La herramienta diagnóstica principal fue la famosa PCR, a partir de muestras tomadas de la rinofaringe, mediante un palito que se introducía por la nariz. En los primeros momentos no había kits rápidos, de modo que todas las muestras se enviaban a los hospitales principales, con las consiguientes demoras. Me consta que, al menos en Zaragoza, no se aprovecharon numerosos laboratorios que podían realizar la prueba, teniendo en cuenta que es un procedimiento rutinario en laboratorios de biología, bioquímica, veterinaria, tanto públicos como privados.
48 horas de zozobra
Así que, entre la toma de muestra y el resultado, podían pasar hasta 48 horas de zozobra. Se realizaba PCR al ingreso, al alta, antes de devolver al paciente a su residencia, antes de una cirugía… Hasta que se demostró que era innecesario porque, a partir de un cierto umbral, el enfermo ya no contagiaba la enfermedad; de hecho, el virus podía permanecer detectable durante semanas y meses, sin consecuencia para el paciente o sus convivientes.
Salas enteras del hospital se dedicaron a pacientes con Covid-19. Los médicos no implicados de forma directa en la asistencia se sintieron desplazados, incluso inútiles; algunos colaboraron como pudieron, convertidos en telefonistas.
Durante semanas, apenas hubo enfermos en los servicios de urgencias, el miedo al contagio disminuyó la asistencia de forma drástica; lo cual demuestra que, o bien no acudía quien debía (personas con enfermedades graves se quedaron en su casa o solo fueron cuando no aguantaban más), o hasta entonces acudían a urgencias personas con patologías banales, o solo por conveniencia. Una vez superado el pico de pandemia y perdido el miedo, las urgencias hospitalarias vuelven a estar atestadas.

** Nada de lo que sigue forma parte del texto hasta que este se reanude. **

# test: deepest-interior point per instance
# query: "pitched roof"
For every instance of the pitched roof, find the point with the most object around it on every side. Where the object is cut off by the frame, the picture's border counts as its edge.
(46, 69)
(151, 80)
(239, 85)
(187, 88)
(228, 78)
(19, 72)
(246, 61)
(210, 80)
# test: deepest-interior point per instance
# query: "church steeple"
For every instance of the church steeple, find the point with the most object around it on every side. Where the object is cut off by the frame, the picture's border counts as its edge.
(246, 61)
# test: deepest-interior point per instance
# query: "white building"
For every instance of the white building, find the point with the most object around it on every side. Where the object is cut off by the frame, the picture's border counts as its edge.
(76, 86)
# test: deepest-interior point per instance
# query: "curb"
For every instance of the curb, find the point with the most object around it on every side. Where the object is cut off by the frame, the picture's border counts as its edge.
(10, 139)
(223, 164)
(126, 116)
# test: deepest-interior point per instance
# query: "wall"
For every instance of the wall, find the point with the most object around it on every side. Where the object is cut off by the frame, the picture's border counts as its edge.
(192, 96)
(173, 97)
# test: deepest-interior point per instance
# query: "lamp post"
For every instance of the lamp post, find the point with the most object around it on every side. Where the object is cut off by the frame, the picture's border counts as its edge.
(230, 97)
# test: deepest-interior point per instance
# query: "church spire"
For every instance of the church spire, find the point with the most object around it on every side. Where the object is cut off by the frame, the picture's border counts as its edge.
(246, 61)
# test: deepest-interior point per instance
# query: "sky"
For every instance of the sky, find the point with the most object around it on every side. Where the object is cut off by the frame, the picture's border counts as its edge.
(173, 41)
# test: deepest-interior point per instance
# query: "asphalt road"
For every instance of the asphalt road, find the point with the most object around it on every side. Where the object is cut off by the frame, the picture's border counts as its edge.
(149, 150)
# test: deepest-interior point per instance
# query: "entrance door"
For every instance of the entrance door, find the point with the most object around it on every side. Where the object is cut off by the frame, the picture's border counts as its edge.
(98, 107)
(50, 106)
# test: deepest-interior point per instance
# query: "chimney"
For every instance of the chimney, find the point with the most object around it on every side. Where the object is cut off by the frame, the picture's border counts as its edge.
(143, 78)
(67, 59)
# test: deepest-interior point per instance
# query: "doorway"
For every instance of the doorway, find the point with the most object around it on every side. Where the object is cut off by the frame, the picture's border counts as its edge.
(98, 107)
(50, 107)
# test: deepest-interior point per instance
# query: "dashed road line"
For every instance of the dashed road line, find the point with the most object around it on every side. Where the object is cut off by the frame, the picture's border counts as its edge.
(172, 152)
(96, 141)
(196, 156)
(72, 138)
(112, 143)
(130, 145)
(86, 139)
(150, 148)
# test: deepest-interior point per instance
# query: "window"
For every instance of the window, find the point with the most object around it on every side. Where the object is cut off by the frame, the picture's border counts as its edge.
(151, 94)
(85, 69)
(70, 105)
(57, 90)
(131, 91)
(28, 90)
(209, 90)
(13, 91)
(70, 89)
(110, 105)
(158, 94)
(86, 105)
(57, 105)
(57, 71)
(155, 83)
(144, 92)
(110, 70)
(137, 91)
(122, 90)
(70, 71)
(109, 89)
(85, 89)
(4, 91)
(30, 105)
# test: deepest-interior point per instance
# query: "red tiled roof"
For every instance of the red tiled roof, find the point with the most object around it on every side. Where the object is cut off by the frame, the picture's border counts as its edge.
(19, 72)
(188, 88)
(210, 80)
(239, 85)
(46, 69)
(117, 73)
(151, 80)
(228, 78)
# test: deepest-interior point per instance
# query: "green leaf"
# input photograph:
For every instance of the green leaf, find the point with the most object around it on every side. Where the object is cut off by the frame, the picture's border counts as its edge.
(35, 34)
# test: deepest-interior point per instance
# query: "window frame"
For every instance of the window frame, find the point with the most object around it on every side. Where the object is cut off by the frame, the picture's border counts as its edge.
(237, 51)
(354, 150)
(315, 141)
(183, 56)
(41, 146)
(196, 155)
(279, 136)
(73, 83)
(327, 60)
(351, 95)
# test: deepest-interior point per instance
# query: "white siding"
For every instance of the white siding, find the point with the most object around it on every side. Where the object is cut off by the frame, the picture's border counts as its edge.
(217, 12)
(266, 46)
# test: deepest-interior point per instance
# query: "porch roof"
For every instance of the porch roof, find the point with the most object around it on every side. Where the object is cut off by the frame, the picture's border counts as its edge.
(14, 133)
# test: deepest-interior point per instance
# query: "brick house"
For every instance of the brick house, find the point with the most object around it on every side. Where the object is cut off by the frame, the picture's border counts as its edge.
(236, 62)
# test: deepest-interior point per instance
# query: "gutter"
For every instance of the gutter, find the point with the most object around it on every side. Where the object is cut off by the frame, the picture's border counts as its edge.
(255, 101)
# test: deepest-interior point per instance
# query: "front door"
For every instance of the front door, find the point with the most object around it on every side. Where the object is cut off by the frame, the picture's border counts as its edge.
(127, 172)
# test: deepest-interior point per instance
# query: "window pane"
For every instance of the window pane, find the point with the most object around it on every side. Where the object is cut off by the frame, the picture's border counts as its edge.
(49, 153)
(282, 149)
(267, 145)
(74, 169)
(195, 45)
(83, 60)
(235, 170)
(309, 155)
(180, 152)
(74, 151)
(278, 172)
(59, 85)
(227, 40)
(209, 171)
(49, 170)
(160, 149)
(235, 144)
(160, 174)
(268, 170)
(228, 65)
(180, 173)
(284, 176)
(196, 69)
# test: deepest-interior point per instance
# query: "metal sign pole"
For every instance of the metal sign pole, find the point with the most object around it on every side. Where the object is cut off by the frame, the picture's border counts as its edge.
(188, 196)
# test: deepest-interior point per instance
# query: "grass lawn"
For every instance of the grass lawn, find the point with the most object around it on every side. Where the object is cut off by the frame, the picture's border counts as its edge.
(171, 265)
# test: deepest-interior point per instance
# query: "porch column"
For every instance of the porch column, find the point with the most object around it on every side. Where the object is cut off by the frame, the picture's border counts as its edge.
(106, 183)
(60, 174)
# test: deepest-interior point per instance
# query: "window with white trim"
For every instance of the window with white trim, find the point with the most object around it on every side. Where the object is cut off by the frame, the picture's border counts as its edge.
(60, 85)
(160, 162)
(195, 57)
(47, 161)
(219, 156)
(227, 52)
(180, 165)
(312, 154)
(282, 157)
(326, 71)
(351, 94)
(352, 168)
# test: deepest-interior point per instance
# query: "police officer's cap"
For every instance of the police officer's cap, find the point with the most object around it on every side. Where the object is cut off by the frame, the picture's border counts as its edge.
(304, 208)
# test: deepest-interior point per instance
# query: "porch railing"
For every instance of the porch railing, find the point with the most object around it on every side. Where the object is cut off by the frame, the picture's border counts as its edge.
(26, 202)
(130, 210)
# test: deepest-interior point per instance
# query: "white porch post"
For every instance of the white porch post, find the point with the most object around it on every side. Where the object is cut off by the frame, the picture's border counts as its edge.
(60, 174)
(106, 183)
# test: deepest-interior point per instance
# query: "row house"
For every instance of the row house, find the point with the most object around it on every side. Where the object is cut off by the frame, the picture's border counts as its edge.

Solo podíamos confiar en nosotros
Estos son algunos de los aspectos logísticos que vivió un médico asistencial como yo durante la pandemia. Conforme pasó 2020 y llegó 2021, los conocimientos habían mejorado, la organización de los hospitales fue más racional y fuimos recuperando actividades que habían quedado canceladas o sido postergadas. Sin embargo, nada volvió a ser como antes: habíamos sabido qué significaba ejercer en condiciones extremas, nos quedaron cicatrices indelebles y supimos que solo podíamos confiar en nosotros mismos y nuestros conocimientos, dedicación y abnegación.
En una futura entrada comentaré aspectos psicoafectivos de los tres actores de esta tragedia: pacientes, familiares y personal sanitario. Recen por los enfermos, por quienes les cuidamos y por este país.